It was worth so much that M. Claghorn had no intention of refusing. "And Adolphe?" he asked.

"Will remain at St. Cyr. Fear nothing, my friend. I shall do nothing in that matter without consulting you."

"You are always kind. It shall be as you wish." And then, after some further indifferent conversation, the Marquise was by M. Claghorn handed to her carriage for a promenade in the Bois; while the philosopher, after that act of courtesy, left her to visit La Duchesne, a fashionable seeress, who prophesied as to the course of stocks.


CHAPTER II.

TWO PAGANS DISCUSS FISH, PARIS AND THE HIGHER CRITICISM.

It was midsummer. The Marquise was in Brittany, Monsieur in Germany; or, as Madame de Fleury patriotically expressed it, among the barbarians, he having penetrated into barbaric wilds in order to reclaim his daughter, whose education, for the past two years, had been progressing under barbaric auspices.

There is, not far from Heidelberg, and in that part of the country of the barbarians known as the Odenwald, a quaint village called Forellenbach; and hard by the village, which is clustered against a steep hill-side, there dashes in cascades that foam and roar, a stream, from the dark pools whereof are drawn trout, which, by the excellent host of the Red-Ox are served hot, in a sauce compounded of white wine and butter; and these things render the place forever memorable to him who loves fish or scenery, or both.

Monsieur Claghorn and his daughter were seated in the garden of the Red-Ox. They had arrived at the inn in a carriage, being on their way to Heidelberg.

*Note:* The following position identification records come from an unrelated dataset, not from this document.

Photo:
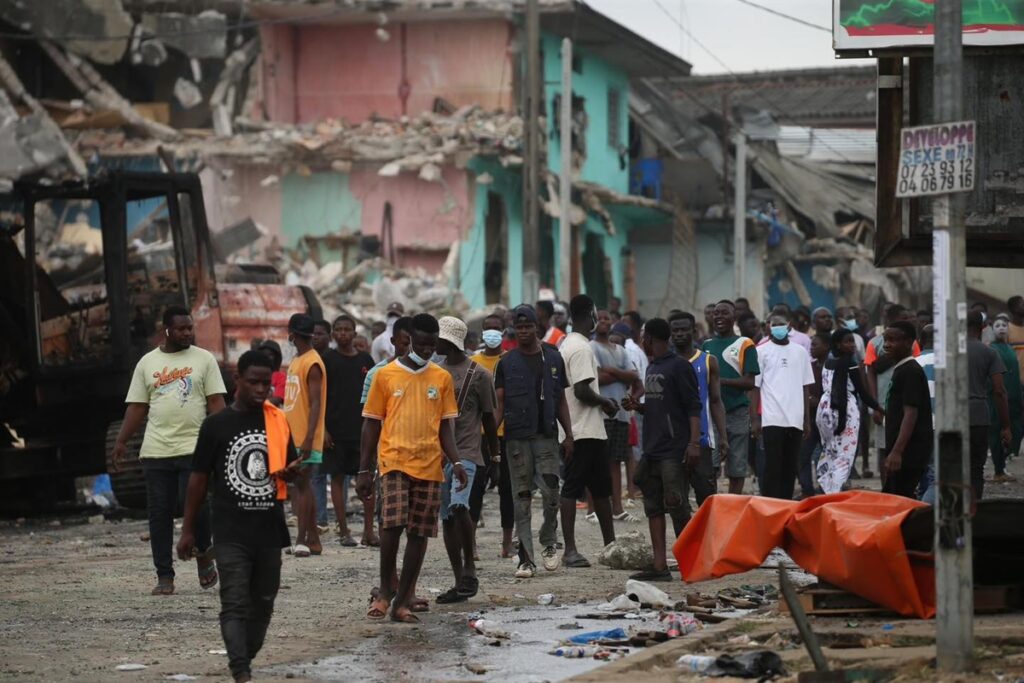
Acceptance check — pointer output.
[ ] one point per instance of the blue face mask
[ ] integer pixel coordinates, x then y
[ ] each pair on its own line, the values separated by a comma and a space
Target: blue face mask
492, 338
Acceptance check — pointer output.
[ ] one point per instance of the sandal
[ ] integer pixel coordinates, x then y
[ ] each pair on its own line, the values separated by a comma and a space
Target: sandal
450, 596
378, 608
468, 587
207, 573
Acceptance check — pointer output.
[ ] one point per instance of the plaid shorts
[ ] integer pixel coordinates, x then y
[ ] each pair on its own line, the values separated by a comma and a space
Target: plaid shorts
412, 503
619, 439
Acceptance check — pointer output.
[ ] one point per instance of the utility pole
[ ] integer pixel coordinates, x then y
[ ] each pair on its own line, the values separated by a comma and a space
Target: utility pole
565, 255
531, 163
954, 580
739, 215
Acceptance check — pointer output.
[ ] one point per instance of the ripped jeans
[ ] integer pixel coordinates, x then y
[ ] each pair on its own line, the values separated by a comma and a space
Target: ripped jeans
534, 463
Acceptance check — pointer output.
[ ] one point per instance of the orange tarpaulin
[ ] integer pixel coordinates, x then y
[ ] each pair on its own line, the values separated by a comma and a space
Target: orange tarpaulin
851, 540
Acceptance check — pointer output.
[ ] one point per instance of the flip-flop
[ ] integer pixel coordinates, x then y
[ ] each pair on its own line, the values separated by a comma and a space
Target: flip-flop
450, 596
576, 561
651, 574
376, 612
468, 587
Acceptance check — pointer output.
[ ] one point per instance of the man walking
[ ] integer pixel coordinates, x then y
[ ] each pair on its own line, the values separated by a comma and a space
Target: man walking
305, 400
784, 390
530, 383
175, 386
475, 400
587, 467
985, 371
248, 453
671, 441
737, 364
346, 371
908, 416
408, 431
701, 477
616, 378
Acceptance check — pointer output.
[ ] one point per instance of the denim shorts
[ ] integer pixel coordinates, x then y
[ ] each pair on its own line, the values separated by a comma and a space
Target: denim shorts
452, 498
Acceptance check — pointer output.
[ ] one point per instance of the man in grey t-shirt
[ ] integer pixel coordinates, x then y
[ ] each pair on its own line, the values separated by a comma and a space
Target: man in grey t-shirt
985, 371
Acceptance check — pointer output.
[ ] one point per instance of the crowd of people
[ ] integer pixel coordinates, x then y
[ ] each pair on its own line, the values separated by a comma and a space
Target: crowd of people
586, 410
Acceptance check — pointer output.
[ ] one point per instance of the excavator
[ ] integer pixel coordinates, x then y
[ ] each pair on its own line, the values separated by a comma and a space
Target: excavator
86, 271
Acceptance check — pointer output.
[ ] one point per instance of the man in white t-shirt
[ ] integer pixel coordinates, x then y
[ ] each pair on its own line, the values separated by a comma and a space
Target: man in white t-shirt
588, 469
783, 388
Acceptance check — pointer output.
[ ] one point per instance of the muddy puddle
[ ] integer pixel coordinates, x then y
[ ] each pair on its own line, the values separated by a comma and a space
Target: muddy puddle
444, 648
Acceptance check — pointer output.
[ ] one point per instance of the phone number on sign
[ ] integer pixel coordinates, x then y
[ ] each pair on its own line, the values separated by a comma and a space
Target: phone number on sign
936, 177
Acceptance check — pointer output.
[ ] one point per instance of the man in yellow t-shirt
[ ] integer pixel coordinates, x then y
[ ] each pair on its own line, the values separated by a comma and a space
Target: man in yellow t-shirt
305, 404
409, 428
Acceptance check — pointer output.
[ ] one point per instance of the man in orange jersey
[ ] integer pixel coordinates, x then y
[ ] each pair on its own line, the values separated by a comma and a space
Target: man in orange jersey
408, 432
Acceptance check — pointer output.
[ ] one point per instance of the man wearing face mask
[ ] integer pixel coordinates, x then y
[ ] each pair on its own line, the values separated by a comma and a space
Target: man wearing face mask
494, 327
784, 388
1015, 402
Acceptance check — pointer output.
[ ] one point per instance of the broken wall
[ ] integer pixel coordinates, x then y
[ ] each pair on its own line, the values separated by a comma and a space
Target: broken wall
347, 72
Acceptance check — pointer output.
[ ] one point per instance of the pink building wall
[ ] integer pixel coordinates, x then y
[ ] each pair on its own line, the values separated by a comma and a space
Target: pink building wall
346, 72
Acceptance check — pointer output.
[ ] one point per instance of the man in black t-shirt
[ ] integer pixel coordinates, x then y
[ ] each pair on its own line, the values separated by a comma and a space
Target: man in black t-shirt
346, 371
249, 527
908, 415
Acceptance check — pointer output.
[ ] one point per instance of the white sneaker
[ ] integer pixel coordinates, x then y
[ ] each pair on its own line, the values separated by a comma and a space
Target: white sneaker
551, 558
525, 570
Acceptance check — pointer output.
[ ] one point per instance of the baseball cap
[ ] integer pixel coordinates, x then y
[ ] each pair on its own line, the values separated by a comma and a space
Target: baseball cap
300, 324
524, 311
454, 331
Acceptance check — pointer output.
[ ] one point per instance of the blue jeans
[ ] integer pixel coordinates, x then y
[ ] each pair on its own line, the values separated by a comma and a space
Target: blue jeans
166, 481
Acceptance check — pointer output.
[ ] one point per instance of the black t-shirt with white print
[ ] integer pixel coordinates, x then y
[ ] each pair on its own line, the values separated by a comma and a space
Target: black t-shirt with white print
231, 447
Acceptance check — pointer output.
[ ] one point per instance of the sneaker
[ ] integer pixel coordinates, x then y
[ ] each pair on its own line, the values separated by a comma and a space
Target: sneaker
526, 570
551, 558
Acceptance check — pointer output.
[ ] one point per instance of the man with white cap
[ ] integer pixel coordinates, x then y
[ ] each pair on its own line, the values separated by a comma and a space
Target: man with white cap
382, 347
474, 389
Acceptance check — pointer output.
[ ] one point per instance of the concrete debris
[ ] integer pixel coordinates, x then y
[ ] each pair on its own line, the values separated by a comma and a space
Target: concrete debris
187, 93
628, 551
92, 19
202, 36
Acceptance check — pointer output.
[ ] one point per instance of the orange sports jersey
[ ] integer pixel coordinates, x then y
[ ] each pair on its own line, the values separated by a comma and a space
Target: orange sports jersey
297, 398
411, 404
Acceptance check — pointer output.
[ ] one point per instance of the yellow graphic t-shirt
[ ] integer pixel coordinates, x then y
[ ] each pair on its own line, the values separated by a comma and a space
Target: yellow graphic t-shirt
411, 404
297, 398
175, 387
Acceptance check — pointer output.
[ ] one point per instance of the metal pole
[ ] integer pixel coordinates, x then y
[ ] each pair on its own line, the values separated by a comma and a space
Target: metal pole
739, 215
531, 165
954, 581
565, 179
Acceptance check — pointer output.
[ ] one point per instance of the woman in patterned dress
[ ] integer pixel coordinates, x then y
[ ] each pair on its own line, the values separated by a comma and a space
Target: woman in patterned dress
839, 414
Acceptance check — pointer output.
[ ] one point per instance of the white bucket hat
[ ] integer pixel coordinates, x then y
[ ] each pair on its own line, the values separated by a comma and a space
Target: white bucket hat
453, 330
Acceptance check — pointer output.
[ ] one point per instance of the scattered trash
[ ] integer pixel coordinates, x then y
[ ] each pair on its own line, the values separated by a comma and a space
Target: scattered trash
696, 664
591, 636
629, 551
647, 595
489, 628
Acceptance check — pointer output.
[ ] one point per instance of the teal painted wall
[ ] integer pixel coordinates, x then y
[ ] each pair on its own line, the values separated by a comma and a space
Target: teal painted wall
317, 204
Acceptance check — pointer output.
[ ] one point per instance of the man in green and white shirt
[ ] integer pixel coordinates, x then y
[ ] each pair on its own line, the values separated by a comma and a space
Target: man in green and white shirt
175, 386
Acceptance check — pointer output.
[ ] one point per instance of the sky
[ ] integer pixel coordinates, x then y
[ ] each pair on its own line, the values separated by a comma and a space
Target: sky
739, 36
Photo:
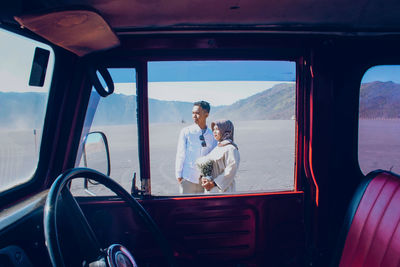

From Natalie's school they had journeyed by rail to Bad Homburg; and from that resort, having despatched the girl's maid ahead by train, they had commenced a mode of travel which Natalie secretly hoped would not end as soon as had been originally anticipated; for the trip thus far had been the most delightful experience of her life.

There were reasons for this delight besides the joy derived from driving in pleasant weather, over smooth roads, through curious villages, beside winding rivers whose vineclad hills echoed the raftsman's song; beneath the trees of many a forest, passing often the ruins of some grim keep, which silently told to the girl its story of the time that, being past, was a time of romance when life was more beautiful, more innocent, less sordid than now. Not that Natalie knew much of the unpleasing features of modern life, or of any life (else had her self-made pictures of other days borne a different aspect), still the past had its attraction for her, as it has for all that love to dream; and from her Baedeker she had derived just enough information to form the basis of many a tender scene that had never taken place, in days that never were or could have been. Her dreams were not wholly of the past, but of the future as well; all impossible and as charming as innocence and imagination could paint them. School was behind her, her face toward France, a home fireside, liberty and happiness for all time to come. No vision of the days in which she had not lived could be more alluring than the visions of the days in which she was to live, nor more delusive.